I haven't really talked about graduation, so here we go! It looked like it was going to rain all day, and we were finding out at 4 whether or not we were graduating as a class outside on the field, or split in half in the gym and auditorium. I was a complete wreck. I've looked forward to graduation since I was a little kid; how little girls dream of their weddings, I dreamed about graduating. Okay, maybe not that much, but still! (: Anyways, the call came at 4 that we were graduating outside! We get there at 7 and it starts to rain, go figure. So we're all standing out there until 7:30 until it can start all soaking wet. Our caps got all warped and were drooping. They cut it shorter than they would have if there was good weather, which was fine with me. Blah blah blah, my name was called & I got my diploma. I really don't feel any different; any wiser or matured in any way at all. I haven't really talked to anyone either.. partly because majority of my friends graduated last year. I have talked to the people I will keep in touch with, but nobody really outside of that. I'm sad to be moving on but it hasn't hit me yet. I NEVER EVEN CRIED! That's a big shocker for me! I feel like a kid that's on summer vacation from school, we'll see how I feel in two months.

I'm really wanting to buckle down and save for a car.. after I buy some new summer clothes! We'll see how that goes. I'm not spending any of my grad money, it's all going into my savings for my car.

Corey and I have pretty much decided that we'll live together once we're both financially stable enough. We want a yellow lab puppy eventually, Corey wants to name him Dollar (like Richie Rich's dog), but I'm still trying to get used to it. I'm really excited to start my own life outside of this house and aside from my parents.

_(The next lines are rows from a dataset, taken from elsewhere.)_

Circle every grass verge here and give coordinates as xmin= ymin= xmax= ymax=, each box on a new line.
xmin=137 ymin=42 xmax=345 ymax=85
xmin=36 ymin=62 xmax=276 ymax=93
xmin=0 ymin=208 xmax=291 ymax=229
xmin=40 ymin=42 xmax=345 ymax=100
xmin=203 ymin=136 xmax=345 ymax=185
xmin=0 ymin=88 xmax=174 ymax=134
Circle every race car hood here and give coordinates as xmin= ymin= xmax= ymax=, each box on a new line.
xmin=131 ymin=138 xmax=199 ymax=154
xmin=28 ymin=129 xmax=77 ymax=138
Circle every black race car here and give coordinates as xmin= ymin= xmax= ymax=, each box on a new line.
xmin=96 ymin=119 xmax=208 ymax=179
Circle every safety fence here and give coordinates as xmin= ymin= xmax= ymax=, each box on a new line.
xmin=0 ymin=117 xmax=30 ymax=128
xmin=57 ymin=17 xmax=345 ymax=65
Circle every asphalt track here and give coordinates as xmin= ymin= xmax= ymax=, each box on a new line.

Our 2 year anniversary is in about two weeks! It's weird to think that people get engaged and married around the 2 year mark. I've become so comfortable in this relationship that it scares me sometimes, but at the same time it's the biggest security I have in my life. I can always run to him for help or comfort or anything else that I need and it's an amazing feeling that I have a constant there to lean on when I need him. Our relationship isn't perfect, but I'm happy.